Eurobank has revealed the new board members it plans to propose for Hellenic Bank in the lead-up to the general assembly scheduled for September 18.
According to the proposal, Petros Christodoulou is expected to retain his position as chairman. Additionally, Michalis Louis, currently serving as the chief executive officer of Eurobank Cyprus, has been recommended as an executive board member.
Another key figure included in the proposal is Antonis Rouvas, the current interim CEO of Hellenic Bank, who has also been suggested as an executive board member. The proposed structure for Hellenic Bank’s new board also features independent non-executive board members Stephen John Albutt and Maria Xatha.
The lineup for independent non-executive members on the new board is set to include Oliver Bernard Elligan, Robert Anastasis Kyprianou, Charalambos Konstantinou, Maria Charalambous, Sofronis Clerides, and Kenneth Howard Smith.
Eurobank’s influence has grown substantially following the completion of its mandatory public offer to Hellenic Bank shareholders, leading to Eurobank now holding 56 percent of the bank’s total share capital, making it the largest shareholder within the group.
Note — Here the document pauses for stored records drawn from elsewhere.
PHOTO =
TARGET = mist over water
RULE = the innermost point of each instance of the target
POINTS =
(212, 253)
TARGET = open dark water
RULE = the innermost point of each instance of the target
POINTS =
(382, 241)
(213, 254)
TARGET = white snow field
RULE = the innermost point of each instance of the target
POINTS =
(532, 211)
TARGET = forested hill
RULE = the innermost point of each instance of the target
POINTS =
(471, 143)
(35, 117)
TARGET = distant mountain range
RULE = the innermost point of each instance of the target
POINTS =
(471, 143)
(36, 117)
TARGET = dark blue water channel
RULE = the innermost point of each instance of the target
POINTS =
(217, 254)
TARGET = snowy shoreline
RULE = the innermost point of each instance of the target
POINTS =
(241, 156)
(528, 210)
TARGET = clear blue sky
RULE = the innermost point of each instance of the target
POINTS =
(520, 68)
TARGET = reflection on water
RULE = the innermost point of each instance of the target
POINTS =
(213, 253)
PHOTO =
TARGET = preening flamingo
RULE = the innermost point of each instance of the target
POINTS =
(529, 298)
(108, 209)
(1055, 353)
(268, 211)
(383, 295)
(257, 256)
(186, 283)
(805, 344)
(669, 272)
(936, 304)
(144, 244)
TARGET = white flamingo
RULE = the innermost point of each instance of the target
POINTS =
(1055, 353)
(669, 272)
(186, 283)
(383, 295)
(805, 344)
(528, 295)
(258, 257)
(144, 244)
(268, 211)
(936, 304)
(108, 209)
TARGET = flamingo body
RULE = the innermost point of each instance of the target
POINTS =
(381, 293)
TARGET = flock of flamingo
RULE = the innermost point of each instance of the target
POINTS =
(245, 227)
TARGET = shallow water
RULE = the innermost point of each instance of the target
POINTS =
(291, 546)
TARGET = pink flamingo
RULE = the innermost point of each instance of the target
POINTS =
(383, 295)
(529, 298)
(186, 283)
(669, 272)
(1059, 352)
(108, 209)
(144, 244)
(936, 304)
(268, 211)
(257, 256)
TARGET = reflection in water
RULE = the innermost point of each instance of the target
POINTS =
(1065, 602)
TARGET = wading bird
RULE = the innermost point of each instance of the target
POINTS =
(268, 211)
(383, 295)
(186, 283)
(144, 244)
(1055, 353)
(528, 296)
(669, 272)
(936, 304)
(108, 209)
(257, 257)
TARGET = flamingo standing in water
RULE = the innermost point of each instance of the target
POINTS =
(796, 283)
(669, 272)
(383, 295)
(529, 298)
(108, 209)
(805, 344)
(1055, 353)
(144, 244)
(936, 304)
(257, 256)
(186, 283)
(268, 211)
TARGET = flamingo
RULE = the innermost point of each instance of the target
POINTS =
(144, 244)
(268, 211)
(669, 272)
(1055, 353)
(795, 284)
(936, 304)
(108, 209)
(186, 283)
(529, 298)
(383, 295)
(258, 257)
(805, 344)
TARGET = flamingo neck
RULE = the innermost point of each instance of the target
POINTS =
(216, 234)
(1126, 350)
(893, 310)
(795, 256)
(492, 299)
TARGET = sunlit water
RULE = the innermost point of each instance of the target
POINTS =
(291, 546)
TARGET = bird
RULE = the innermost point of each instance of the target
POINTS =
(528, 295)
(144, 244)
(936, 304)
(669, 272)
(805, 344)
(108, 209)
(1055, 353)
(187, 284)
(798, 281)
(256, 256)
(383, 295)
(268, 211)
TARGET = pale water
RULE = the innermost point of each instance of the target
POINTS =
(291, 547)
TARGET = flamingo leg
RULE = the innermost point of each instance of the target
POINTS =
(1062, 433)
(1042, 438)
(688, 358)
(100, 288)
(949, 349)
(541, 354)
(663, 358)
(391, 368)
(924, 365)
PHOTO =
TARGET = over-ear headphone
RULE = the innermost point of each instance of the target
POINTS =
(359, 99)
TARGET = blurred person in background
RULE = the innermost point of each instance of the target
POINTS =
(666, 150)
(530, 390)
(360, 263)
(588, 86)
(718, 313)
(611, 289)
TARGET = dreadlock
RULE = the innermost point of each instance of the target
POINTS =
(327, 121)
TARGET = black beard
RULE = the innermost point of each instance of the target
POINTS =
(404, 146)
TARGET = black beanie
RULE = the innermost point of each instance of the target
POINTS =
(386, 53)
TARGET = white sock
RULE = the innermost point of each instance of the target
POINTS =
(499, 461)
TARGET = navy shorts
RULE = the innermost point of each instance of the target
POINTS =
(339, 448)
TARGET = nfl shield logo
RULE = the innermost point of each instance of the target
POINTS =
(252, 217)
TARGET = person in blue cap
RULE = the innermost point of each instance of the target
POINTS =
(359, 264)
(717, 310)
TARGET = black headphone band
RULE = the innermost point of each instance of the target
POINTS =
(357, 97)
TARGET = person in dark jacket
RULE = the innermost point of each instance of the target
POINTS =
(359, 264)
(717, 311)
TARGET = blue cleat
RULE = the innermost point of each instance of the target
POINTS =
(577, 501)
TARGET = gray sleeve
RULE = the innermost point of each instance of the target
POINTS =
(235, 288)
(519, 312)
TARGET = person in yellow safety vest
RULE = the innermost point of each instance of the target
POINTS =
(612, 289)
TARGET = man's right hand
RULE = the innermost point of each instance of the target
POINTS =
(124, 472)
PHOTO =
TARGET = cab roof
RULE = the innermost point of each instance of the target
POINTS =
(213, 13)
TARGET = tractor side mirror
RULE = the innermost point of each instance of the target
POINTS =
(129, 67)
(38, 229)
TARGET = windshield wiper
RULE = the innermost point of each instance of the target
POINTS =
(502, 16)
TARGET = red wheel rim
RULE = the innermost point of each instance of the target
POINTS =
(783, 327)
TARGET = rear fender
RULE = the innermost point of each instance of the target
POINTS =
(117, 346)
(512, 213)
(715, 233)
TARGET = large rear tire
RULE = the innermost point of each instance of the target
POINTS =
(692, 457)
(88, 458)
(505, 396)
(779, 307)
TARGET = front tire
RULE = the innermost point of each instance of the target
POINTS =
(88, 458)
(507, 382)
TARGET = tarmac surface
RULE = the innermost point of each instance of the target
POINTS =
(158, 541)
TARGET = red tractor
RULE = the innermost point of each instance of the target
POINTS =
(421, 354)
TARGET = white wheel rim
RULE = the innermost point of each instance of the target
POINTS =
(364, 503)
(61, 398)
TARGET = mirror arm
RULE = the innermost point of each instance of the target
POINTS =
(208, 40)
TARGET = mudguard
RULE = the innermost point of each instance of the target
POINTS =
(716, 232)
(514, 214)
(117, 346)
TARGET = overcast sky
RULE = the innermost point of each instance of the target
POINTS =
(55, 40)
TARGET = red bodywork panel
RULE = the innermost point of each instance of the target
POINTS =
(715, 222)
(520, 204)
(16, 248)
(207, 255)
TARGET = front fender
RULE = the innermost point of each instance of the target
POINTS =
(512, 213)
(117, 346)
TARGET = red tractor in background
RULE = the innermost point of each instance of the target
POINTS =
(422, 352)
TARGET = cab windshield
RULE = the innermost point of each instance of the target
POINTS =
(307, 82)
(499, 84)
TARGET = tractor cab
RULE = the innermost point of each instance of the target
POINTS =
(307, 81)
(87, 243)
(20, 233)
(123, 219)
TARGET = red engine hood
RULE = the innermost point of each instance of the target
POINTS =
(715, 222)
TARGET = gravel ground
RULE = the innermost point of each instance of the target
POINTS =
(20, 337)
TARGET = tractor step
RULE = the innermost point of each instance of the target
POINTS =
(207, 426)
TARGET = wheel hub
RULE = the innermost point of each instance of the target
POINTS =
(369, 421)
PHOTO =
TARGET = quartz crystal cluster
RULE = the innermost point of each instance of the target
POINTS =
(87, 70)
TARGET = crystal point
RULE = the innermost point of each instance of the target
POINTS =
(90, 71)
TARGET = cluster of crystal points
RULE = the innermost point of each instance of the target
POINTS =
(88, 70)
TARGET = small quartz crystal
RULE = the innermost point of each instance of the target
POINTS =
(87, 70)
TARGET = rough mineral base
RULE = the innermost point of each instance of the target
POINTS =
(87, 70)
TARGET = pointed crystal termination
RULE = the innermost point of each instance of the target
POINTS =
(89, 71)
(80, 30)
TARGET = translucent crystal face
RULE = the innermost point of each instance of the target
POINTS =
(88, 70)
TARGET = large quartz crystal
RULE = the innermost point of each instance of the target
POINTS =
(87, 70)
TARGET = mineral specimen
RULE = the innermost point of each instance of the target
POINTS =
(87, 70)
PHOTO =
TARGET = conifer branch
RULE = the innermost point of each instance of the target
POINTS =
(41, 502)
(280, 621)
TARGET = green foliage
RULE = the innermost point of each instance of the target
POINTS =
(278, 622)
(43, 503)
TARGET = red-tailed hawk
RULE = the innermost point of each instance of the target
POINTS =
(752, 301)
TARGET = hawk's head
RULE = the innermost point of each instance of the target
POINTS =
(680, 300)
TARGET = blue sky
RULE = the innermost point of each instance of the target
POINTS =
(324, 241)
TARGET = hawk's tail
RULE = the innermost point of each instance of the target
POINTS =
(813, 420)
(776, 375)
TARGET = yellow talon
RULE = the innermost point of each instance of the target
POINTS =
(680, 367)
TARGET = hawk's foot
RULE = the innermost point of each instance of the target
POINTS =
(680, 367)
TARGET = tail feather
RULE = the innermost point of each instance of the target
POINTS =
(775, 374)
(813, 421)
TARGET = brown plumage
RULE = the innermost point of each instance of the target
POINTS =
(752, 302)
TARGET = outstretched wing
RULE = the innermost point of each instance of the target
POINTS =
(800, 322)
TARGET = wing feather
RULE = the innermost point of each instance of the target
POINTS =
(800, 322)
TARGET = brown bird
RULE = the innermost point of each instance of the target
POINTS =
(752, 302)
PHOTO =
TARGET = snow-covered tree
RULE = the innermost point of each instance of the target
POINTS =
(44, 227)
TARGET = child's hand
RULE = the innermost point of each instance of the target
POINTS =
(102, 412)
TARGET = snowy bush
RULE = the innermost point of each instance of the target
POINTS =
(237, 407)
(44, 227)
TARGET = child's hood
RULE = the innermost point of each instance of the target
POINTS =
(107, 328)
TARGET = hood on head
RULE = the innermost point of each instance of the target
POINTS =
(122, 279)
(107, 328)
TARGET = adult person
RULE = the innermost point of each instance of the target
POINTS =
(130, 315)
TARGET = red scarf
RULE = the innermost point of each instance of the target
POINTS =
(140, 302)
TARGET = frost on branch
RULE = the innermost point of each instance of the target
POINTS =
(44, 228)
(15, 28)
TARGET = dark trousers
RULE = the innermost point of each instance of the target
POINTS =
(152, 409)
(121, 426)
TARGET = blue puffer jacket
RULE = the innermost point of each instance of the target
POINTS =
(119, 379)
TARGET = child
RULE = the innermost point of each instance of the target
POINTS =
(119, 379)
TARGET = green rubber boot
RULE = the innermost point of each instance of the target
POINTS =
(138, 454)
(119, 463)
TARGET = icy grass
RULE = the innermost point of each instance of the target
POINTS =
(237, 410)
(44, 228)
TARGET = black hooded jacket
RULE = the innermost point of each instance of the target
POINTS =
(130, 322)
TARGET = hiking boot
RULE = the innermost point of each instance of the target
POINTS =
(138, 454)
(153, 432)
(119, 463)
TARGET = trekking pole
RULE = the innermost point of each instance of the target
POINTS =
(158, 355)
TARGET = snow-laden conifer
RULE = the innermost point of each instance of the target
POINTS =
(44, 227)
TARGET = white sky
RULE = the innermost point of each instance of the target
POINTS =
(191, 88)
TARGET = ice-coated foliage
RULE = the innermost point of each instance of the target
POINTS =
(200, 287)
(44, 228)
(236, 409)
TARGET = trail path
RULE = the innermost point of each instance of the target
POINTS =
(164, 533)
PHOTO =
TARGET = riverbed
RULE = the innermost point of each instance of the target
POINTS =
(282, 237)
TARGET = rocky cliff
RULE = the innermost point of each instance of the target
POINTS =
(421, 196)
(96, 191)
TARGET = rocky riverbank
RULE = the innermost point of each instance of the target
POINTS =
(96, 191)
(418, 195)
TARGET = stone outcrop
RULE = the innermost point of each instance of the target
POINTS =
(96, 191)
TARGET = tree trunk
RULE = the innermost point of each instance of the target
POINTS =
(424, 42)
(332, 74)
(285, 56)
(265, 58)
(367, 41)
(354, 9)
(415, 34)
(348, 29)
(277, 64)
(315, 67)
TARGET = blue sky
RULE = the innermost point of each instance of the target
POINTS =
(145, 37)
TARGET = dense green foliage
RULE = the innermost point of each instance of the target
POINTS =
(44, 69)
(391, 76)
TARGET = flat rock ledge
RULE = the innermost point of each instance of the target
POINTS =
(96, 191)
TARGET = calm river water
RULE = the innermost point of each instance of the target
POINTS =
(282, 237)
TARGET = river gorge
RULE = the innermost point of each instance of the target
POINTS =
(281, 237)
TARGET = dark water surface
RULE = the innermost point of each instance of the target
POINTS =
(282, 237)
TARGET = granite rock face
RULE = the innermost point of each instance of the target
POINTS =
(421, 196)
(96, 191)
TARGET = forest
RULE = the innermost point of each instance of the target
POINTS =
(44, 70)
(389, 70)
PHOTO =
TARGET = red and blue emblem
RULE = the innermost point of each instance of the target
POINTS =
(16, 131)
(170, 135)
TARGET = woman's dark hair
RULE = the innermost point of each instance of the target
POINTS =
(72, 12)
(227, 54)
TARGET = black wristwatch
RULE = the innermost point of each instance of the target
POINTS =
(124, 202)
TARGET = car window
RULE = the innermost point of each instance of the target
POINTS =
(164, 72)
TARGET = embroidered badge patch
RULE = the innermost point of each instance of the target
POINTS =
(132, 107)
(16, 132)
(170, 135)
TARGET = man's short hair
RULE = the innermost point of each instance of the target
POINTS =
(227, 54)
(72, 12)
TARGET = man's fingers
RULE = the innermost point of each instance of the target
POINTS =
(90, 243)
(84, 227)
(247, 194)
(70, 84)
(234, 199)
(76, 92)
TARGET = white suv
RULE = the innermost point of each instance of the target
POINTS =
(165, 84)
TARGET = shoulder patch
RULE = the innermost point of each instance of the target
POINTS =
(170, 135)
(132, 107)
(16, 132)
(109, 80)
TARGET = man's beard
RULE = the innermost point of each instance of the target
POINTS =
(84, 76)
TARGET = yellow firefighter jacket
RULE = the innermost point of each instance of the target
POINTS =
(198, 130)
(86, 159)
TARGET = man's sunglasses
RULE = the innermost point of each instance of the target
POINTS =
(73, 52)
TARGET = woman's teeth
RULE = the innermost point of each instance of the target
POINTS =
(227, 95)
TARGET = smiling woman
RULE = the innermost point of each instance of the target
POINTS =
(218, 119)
As reported earlier this month, Eurobank does not intend to make significant changes to the senior management structure of Hellenic Bank. Reports suggest that the management of Hellenic Bank will be bolstered by a small executive team from Eurobank Cyprus rather than from its parent company in Athens. Furthermore, the selection of the new CEO for Hellenic Bank will be made by the new board, which will be elected at the extraordinary general assembly.
It is noteworthy that Michalis Louis has been the CEO of Eurobank Cyprus since its inception. During the banking crisis, Eurobank managed to maintain the lowest percentage of non-performing loans, around 6 percent, and has consistently achieved steady profitability in recent years.
According to the bank’s most recent financial results, Eurobank Cyprus reported a net profit after tax of €105.7 million for the first half of 2024. The financial results for the period indicate strong capital adequacy and liquidity, an improved cost-to-income ratio, and increased profitability. The bank’s net profit showed a €14.9 million increase over the same period in 2023, reflecting a 16 percent year-on-year rise.
Additionally, the bank’s loans-to-deposits ratio, excluding loans secured by deposits, increased to 32.8 percent, with total deposits reaching €7.47 billion, marking an increase of €371 million since the start of the year.
Meanwhile, Hellenic Bank reported an after-tax profit of €93.3 million for the first quarter of 2024. Interim CEO Antonis Rouvas commented that the year "started on a strong footing" for the bank. "This performance demonstrates the resilience and robustness of our business model, despite the continuing challenges and uncertainty arising from the geopolitical and economic environment," Rouvas added at the time.